Flowchart of patient selection and grouping criteria. According to the change in the Thrombolysis in Myocardial Infarction myocardial perfusion frame count (TMPFC) from before to after percutaneous coronary intervention (PCI), patients were divided into 3 groups: improving TMPFC (change in TMPFC from ≥95.5 to ≤95.5; n=11; 4.7%); stable TMPFC (TMPFC did not cross the cut-off value; n=182; 77.4%); and worsening TMPFC (change in TMPFC from ≤95.5 to ≥95.5, or from ≥95.5 to an even higher value; n=42; 17.9%). SLVAGE, deferred or Immediate Stent Implantation Based on Microvascular Function in STEMI. AMI, acute myocardial infarction; OCT, optical coherence tomography.

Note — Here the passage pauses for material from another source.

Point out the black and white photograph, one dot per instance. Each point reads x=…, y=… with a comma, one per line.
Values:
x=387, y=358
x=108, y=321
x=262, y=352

This study was approved by the Ethics Committee of the Second Affiliated Hospital of Harbin Medical University (Reference no. KY2017-252). Given the retrospective nature of this study, the need for written informed consent was waived. The study was performed in accordance with the Declaration of Helsinki and the ethical standards of the responsible committee on human experimentation.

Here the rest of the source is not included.